“I love the energy at this event. It’s just so beautiful,” says Emilie Songolo. “The beautiful energy that comes from the sisterhood of women who have never met and some who knew one another and are getting reacquainted. There is just this overwhelming positive energy that comes from this International Women’s Day event.

“There is a ton of educational information at the event, but what I love is that we are leaving the place feeling stronger as women,” she adds.

Songolo is the founder of AFRICaide and organizer of the 6th annual AFRICaide’s International Women’s Day Celebration, which will be held this Saturday, March 2, at DeJope Residence Hall on the UW-Madison campus. AFRICaide is a grassroots non-profit organization based in Madison that strives to reduce abject poverty in Africa through rural development projects.

“From the feedback we’ve gotten over the years, we keep improving the event and fine-tuning it really to meet the expectations that the women who come have for us,” Songolo tells Madison365. “This year, because of the gender balance theme, we want to talk more about that so we will have a panel that will be about women driving gender balance. Locally, we know quite a few women who have done a lot to close the gap.”

3rd annual AFRICaide’s International Women’s Day 2016 Celebration
(Photo by Hedi Lamarr Rudd)

Traditionally, the event brings together women of all races, ages, religions, socioeconomic status, sexual orientations and backgrounds to listen to speakers and panels and enjoy a day of sisterhood in honor of International Women’s Day, which is observed globally March 8. It’s a day to highlight and reflect on the work of those who have been engaged in improving conditions for women locally, nationally, and internationally.

That panel discussion, Songolo says, will be very interesting because one of the panelists will be a teenager – Maka Chikowero, who as a fifth-grade student at Shorewood Hills Elementary School earned recognition from the United Nations for being an exemplary leader in her school and community.

“She led this action in her classroom which led to a whole group writing to the Legos company about the gender imbalance – lack of girls in the Lego set. So, now if [your daughter] Luna has a lego set, there’s probably a girl in it,” Songolo laughs. “And that came from a girl in Madison!”

Mai Zong Vue

The keynote speaker for the event will be Mai Zong Vue, a Hmong community leader. Attendees are encouraged (though not required) to wear purple to the event and to also use the hashtag #BalanceforBetter for the “Better The Balance, Better The World” theme.

“It’s open to everybody. Anybody can come,” Songolo says. “More and more we’re trying to reach out to girls because by the time we start talking about these issues, it may be too late for some of us. We’d really like to have more girls come to this event. So, parents can bring their daughters or girls that they know in the community and that they mentor.

“The goal of the conference is to really talk about the gender gap and the importance of closing it because we cannot have a better world if women and girls are left behind,” Songolo continues. “We are really going to help people understand from all levels – from household to city to state to national to international – that we need action. We need policy. We need an understanding that we cannot continue like this if women and girls are left behind.”
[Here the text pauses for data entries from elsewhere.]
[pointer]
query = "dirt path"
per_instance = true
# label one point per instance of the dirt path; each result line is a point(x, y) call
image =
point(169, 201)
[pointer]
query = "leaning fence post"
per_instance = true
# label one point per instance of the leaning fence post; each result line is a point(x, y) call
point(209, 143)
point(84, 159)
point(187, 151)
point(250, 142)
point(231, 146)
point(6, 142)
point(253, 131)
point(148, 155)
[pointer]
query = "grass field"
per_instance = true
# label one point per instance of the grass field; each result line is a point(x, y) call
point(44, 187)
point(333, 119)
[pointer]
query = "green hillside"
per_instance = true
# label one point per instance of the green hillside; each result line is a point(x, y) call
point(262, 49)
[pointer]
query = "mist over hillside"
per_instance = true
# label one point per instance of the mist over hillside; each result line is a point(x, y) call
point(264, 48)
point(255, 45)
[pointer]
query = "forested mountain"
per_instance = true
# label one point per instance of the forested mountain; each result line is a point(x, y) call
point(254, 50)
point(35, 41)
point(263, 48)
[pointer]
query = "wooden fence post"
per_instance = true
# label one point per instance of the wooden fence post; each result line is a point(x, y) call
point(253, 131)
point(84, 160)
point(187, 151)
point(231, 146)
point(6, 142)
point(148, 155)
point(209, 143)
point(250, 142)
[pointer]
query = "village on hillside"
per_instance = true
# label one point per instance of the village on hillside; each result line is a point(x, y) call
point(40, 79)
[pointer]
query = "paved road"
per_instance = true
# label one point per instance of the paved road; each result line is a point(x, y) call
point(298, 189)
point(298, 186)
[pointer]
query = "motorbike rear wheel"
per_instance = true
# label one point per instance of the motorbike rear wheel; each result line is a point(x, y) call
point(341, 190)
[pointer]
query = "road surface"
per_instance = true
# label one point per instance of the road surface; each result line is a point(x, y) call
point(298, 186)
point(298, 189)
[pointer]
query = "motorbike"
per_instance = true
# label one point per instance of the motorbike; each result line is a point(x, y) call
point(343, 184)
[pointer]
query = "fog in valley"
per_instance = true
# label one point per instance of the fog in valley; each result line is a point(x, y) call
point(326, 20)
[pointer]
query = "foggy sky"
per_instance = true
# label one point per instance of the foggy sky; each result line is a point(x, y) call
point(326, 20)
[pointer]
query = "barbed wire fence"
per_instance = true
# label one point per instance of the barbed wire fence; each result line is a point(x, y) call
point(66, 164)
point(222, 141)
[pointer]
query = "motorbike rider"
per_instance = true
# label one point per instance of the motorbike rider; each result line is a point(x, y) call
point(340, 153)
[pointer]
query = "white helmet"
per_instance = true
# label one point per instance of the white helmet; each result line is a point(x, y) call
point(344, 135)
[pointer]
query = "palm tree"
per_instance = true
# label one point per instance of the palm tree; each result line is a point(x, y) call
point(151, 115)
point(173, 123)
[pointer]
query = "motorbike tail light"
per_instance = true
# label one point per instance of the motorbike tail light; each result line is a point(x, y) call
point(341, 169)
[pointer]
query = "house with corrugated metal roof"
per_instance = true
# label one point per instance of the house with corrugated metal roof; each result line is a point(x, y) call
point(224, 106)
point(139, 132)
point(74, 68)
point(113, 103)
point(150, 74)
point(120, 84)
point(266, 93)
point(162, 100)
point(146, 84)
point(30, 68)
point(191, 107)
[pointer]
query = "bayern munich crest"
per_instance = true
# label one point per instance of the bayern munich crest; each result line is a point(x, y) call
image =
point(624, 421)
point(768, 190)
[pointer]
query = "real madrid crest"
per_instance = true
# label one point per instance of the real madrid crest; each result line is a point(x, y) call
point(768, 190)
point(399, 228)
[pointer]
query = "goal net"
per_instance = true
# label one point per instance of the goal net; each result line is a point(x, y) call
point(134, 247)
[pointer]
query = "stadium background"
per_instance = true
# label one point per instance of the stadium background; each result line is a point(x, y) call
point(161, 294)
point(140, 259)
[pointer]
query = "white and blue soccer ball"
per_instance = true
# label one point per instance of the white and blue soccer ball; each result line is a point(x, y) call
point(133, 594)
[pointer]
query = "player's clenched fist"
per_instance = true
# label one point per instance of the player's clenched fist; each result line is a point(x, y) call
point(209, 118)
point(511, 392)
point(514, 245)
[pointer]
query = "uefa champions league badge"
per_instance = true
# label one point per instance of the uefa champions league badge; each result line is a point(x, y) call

Women at last year’s AFRICaide’s International Women’s Day Celebration
(Photo by Hedi Rudd)

Songolo says that some people have already begun to understand this already. “For example, the business community is realizing that they are more successful as they are bringing more diversity and more women on board,” she says. “From 1909 when women workers in New York City first walked to demand better working conditions, women haven’t been silent about this. We saw with the last Congressional elections that women said, ‘Nope. We are going to get more engaged and run for elections and get more seats.’

“I think that this is a question that we need to be more bold about and by the end of the day we’re hoping that those that come to the event – at every level – will do what they can do to better the world when it comes to the gender gap,” she adds.